If you do not already have a favourite photograph for me to create a pastel portrait of your pet, here are some tips for you to get some good shots of your horse dog or cat for me to paint from. 

Phone cameras/cameras

Phone cameras are so good these days you should be able to get some great shots yourself. When I first started painting pet portraits we didn't have phone cameras. So locally I would go out with my camera and take pictures of client's horses, dogs and cats and get the films developed, it was a long winded process! It was made a bit easier with the advent of digital cameras, I still have mine – a Canon EOS with long zoom lens which was great because I could stand well back and zoom in on the subject and get a great blurred background. 
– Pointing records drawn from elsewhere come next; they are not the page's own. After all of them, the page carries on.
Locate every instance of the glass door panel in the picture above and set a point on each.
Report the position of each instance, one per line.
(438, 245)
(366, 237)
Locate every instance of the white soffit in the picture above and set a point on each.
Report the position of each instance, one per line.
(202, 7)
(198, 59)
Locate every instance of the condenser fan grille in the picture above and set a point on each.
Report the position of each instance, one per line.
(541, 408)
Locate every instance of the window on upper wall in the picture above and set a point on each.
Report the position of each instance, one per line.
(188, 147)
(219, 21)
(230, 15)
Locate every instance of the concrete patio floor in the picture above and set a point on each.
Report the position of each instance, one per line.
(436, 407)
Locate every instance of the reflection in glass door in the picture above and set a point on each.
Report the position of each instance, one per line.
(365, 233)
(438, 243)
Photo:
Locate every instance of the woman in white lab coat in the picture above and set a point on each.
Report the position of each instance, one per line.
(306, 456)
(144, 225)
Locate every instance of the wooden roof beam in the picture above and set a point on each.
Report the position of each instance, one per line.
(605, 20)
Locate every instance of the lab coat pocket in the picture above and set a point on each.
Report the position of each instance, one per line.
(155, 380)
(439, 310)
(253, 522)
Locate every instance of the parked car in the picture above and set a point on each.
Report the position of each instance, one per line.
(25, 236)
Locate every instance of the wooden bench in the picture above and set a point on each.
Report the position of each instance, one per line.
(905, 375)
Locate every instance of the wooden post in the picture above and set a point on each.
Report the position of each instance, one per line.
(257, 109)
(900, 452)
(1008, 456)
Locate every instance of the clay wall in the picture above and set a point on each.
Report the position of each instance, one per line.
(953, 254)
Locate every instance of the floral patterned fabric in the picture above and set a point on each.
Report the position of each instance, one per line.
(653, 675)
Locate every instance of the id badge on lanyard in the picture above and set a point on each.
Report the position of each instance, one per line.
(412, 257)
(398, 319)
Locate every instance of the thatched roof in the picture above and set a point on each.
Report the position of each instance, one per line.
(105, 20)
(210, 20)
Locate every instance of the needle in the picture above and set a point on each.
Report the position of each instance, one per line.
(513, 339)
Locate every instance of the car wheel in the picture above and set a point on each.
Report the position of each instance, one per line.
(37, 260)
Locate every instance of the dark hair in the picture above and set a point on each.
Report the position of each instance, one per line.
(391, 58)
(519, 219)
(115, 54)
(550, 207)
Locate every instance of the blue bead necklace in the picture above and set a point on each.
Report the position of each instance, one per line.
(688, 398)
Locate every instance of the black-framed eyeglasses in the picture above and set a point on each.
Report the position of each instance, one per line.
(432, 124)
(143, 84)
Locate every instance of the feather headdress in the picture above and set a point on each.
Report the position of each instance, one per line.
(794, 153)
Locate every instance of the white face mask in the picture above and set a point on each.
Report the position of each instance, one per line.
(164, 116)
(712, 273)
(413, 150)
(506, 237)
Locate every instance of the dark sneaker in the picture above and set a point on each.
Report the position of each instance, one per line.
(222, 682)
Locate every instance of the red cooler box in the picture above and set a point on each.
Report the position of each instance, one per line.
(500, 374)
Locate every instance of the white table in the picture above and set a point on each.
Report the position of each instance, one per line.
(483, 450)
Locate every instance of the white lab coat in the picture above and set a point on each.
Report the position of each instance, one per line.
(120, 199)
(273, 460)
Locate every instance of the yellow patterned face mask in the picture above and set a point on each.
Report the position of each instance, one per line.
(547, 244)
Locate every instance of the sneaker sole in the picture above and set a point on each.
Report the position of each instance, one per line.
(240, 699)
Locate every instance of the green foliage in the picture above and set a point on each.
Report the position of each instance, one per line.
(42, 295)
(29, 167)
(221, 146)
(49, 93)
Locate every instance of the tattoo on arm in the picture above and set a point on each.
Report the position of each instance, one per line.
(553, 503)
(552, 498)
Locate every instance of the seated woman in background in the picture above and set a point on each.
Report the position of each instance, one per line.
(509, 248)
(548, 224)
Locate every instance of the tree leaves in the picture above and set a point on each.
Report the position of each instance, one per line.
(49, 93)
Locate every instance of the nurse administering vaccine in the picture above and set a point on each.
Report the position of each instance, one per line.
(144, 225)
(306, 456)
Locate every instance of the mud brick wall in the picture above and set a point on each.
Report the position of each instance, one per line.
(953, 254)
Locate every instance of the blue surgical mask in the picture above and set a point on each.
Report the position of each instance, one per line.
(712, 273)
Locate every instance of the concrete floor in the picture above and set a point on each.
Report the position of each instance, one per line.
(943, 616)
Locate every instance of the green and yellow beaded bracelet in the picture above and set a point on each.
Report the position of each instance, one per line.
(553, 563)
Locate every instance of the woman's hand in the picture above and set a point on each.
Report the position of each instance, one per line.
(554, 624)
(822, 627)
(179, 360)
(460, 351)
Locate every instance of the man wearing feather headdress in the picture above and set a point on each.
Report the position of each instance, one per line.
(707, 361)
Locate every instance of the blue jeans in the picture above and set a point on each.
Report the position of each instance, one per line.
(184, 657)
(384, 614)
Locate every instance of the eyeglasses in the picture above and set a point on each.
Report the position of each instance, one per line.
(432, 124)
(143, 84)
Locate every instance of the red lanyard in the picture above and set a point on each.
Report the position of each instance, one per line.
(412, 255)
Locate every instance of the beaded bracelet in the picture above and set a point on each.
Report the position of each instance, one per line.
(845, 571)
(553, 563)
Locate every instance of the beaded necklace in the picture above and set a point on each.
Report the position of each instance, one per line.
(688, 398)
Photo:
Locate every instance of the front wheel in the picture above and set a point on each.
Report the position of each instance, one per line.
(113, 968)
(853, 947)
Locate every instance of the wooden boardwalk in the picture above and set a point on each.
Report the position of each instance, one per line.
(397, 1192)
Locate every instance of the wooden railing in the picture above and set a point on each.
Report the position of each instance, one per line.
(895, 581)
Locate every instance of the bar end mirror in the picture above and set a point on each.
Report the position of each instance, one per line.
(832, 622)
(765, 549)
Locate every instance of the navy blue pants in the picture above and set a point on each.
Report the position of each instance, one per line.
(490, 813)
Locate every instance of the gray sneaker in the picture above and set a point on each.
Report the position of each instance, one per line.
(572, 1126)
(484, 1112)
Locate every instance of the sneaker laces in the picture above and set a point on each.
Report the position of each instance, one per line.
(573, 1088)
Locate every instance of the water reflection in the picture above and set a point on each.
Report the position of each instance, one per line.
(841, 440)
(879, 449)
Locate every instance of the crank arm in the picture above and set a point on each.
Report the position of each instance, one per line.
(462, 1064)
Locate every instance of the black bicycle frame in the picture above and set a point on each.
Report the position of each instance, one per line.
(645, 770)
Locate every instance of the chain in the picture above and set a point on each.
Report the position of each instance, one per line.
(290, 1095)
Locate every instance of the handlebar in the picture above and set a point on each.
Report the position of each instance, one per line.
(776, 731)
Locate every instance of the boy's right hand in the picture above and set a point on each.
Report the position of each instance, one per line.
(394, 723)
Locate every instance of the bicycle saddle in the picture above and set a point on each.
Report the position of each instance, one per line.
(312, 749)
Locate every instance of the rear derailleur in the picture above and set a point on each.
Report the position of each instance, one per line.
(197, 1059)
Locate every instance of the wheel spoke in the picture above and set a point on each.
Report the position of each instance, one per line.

These days most clients have a phone with a fabulous camera - probably better than that digital camera of mine! I don't really use it anymore, and take most of my photos with my iPhone, in fact these days most clients take their own photos to sent me. Videos are another way of getting good stills, so when you take your photos, do take a few videos as well, especially if you want a painting of you horse trotting, cantering or being ridden, there will more than likely be some very good stills in there. 


Bright sun will give a more dramatic effect, longer shadows late in the day, and overhead at midday. Ideally you want the sun behind you as it also stops the sun from being direct on your lens. I personally love dramatic shadows because the subject becomes more 3D and literally pops out from the painting in a blaze of contrast and colour, but the choice is yours. 

If you prefer a more subtle portrait then wait for a cloudy but bright day. Don't try and take pictures in the rain because your subject will be bedraggled and the light will be dull. 

If you photograph indoors, the phone cameras are usually quite good at sorting out the light for you, but don't use flash because it will wash your subject out (no depth of dark and light) and he/she will have red-eye.